Jen and Mike are getting all those wedding-present kinds of things--household items, kitchen stuff... their big present from the families is a really nice, custom-made kitchen table and chairs and bedroom furniture, and I'm so jealous of all their matching sets and new appliances. My kitchen (and house) is furnished with the college-student garage sale fare of household items, and that's just the way it is. I don't want to buy new stuff, because the older stuff is good enough for now, and one of these days, I will get married and get new stuff, and then I can pass all the old kitchen stuff on to a sibling or someone.

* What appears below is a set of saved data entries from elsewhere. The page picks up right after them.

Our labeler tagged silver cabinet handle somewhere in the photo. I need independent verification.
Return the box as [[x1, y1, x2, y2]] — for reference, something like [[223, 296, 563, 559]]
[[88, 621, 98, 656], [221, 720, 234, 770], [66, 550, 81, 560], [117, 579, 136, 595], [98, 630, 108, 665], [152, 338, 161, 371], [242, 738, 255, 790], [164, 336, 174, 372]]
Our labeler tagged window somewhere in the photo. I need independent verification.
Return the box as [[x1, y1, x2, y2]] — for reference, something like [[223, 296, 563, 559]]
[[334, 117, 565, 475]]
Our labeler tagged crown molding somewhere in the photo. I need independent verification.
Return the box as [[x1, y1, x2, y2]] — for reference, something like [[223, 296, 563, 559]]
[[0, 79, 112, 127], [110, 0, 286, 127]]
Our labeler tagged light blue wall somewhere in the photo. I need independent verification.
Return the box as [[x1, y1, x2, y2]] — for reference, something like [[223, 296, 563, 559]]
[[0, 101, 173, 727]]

I'm starting to wonder, though. At what point does a single woman give in and start buying the new stuff, because wedding presents are very far away, or not even forthcoming at all? When she buys her own house? When she ceases to have roommates? When she turns 30? What's the breaking point where you just say, "I'm sick of hand-me-downs; I want my own nice kitchen!"?
Obviously, I'm not there yet, but I wonder when I'll get to that point, and what I'll do when I get there. I can see that--outfitting a house in that way--being something very bittersweet. For me, anyways. For some, I'm sure it wouldn't be, but for me, there would be a sense of admitting defeat. Giving up on a dream. Something like that.
When I get back--within hours of stepping off the plane--I move, though. I'm really excited to get into this place, and I'm excited to unpack everything that's been in boxes for the past 6 months. Famous last words: I'm planning to stay in this house until I either get married or move away for my Master's. Rebecca's planning to be there for a couple of years, at least, so hopefully it'll all work out and stay that way.
Anyways, I should get off and stop tying up the computer.